Protein-protein binding pathways and kinetics from explicit-solvent simulations. A binding pathway for barnase (blue) and barstar (orange) from a weighted ensemble simulation. Residues at the binding interfaces of barnase (S38 and R59) and barstar (D35, D39, and W44) are highlighted in cyan and yellow, respectively. This simulation can be completed within 10 days using 16 modern GPUs. “The Story Unfolds” music by Jingle Punks is royalty-free.

First atomistic simulations of protein-peptide binding pathways to yield an on-rate. A coupled folding and binding pathway generated by weighted ensemble simulations involving a disordered p53 peptide (gold) and MDM2 protein (gray). “Anchor” residues which become the most buried upon binding are highlighted in red, blue, and green for F19, W23, and L26, respectively.

Large enhancement in protein switching kinetics by computational design. A protein-based calcium sensor, switching from an “on” state with fluorophores (yellow spheres) far apart to an “off” state (fluorophores adjacent). Our results predicted mutations that enhanced switching kinetics by >32-fold. Guitar music for this work was composed and performed by Alex J. DeGrave, and is freely available for reuse under a CC BY 4.0 license.

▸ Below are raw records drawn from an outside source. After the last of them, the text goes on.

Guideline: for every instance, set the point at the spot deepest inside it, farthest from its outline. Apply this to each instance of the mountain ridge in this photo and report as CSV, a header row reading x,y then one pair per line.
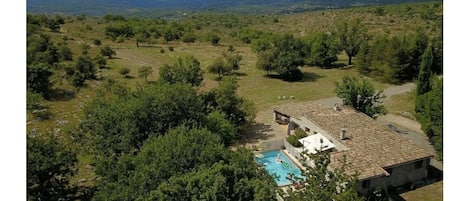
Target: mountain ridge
x,y
133,7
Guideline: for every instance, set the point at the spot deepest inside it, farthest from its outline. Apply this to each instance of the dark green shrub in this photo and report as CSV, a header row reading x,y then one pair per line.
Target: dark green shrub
x,y
293,139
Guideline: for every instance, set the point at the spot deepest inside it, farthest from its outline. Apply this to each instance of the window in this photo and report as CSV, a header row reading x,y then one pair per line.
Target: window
x,y
366,184
389,170
418,164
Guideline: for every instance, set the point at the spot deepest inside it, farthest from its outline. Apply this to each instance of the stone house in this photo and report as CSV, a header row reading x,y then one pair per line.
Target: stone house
x,y
383,158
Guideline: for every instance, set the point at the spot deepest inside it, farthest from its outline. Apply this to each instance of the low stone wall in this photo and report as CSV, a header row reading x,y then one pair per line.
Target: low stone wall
x,y
297,153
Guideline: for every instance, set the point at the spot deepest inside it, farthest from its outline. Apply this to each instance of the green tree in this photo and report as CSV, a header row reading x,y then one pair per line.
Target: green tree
x,y
100,61
418,45
220,126
145,71
85,48
38,78
176,153
34,101
429,112
65,53
41,49
116,124
213,38
186,70
423,79
188,164
107,51
321,183
284,56
82,70
124,71
232,60
323,50
351,36
437,44
49,167
220,67
264,61
189,37
239,111
361,95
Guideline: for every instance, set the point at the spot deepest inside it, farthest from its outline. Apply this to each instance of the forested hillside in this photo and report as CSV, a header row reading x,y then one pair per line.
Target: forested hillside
x,y
127,108
149,7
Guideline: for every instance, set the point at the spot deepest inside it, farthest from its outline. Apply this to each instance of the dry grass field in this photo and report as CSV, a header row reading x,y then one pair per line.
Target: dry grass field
x,y
253,84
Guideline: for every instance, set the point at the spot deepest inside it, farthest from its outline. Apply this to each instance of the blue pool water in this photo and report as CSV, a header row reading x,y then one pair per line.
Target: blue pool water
x,y
268,159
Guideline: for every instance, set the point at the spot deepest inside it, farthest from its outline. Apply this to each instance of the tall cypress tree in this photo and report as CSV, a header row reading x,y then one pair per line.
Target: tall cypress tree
x,y
423,79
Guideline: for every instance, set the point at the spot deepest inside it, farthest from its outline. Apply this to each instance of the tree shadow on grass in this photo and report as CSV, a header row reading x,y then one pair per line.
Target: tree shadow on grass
x,y
255,133
307,77
61,94
310,77
236,73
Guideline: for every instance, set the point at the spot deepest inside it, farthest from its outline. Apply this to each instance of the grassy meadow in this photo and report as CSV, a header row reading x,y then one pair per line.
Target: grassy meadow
x,y
253,83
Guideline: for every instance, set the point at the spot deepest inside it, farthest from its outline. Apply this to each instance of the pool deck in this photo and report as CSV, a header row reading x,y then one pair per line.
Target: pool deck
x,y
293,159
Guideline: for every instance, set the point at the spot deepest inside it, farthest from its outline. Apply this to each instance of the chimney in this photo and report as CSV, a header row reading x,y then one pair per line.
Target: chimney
x,y
336,106
342,134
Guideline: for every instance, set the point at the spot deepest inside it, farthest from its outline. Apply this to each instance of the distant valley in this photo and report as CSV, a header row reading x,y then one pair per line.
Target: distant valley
x,y
176,8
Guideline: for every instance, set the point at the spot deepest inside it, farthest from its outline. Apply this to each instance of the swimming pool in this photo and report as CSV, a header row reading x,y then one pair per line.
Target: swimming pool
x,y
280,169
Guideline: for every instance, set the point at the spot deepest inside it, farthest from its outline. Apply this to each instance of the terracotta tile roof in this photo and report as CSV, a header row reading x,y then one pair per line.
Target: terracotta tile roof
x,y
371,146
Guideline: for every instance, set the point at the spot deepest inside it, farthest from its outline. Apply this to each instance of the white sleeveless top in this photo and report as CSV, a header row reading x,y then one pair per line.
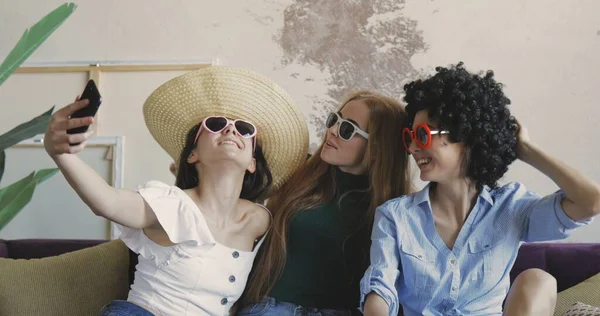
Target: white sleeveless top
x,y
197,275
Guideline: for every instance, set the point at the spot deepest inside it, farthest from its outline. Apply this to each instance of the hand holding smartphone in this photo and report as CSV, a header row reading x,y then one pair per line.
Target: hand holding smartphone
x,y
92,94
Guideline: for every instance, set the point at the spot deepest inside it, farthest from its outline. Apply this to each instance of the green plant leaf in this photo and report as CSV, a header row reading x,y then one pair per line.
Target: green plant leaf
x,y
2,160
33,37
14,197
26,130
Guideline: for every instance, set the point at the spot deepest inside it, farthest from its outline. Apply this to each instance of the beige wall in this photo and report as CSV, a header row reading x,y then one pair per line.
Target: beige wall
x,y
546,52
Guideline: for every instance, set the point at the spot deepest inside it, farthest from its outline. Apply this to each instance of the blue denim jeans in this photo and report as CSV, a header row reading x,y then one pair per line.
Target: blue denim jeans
x,y
271,307
123,308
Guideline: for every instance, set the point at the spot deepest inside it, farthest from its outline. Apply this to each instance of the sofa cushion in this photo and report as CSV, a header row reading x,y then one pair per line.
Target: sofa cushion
x,y
40,248
75,283
580,309
584,292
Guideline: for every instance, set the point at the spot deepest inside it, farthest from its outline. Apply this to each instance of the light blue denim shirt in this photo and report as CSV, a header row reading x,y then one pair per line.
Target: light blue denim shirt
x,y
412,266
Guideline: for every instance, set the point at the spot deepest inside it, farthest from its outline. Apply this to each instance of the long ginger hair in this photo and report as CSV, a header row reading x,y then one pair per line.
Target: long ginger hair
x,y
313,184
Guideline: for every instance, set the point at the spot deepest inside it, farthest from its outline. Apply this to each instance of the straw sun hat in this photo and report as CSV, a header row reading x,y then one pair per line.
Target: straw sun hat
x,y
181,103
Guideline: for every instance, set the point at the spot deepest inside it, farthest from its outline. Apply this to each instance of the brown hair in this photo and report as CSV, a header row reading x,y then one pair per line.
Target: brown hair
x,y
313,184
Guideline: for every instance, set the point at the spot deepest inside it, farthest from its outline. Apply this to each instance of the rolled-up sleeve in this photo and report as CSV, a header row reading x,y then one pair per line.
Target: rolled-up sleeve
x,y
547,219
382,275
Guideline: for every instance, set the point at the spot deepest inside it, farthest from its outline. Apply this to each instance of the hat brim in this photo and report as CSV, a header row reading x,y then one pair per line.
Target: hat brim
x,y
183,102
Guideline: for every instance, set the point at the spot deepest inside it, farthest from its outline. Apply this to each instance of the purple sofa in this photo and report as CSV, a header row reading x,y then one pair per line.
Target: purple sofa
x,y
569,263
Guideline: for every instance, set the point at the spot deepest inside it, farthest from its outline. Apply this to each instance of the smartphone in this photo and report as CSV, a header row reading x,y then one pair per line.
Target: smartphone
x,y
92,94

Shifts in the beta-sheet register of a protein-peptide complex. Based on our conventional simulations in explicit solvent, rearrangement of a misregistered β-sheet involving a peptide fragment of the hNIFK signaling protein (yellow) and the complementary β-strand of the FHA domain receptor of the Ki67 cancer marker protein (cyan) occurs via an “aromatic crawling” mechanism in which the anchoring of peptide residue F263 into a transient hydrophobic pocket of the receptor appears to facilitate rearrangement to the native state with the intended beta-sheet register.

Domain swapping of an engineered two-domain protein switch. The two domains are barnase (shades of blue) and ubiquitin (shades of red). In this conventional molecular simulation, domain swapping involves the less stable domain, barnase, in which intermolecular folding occurs between the barnase domains of two different molecules.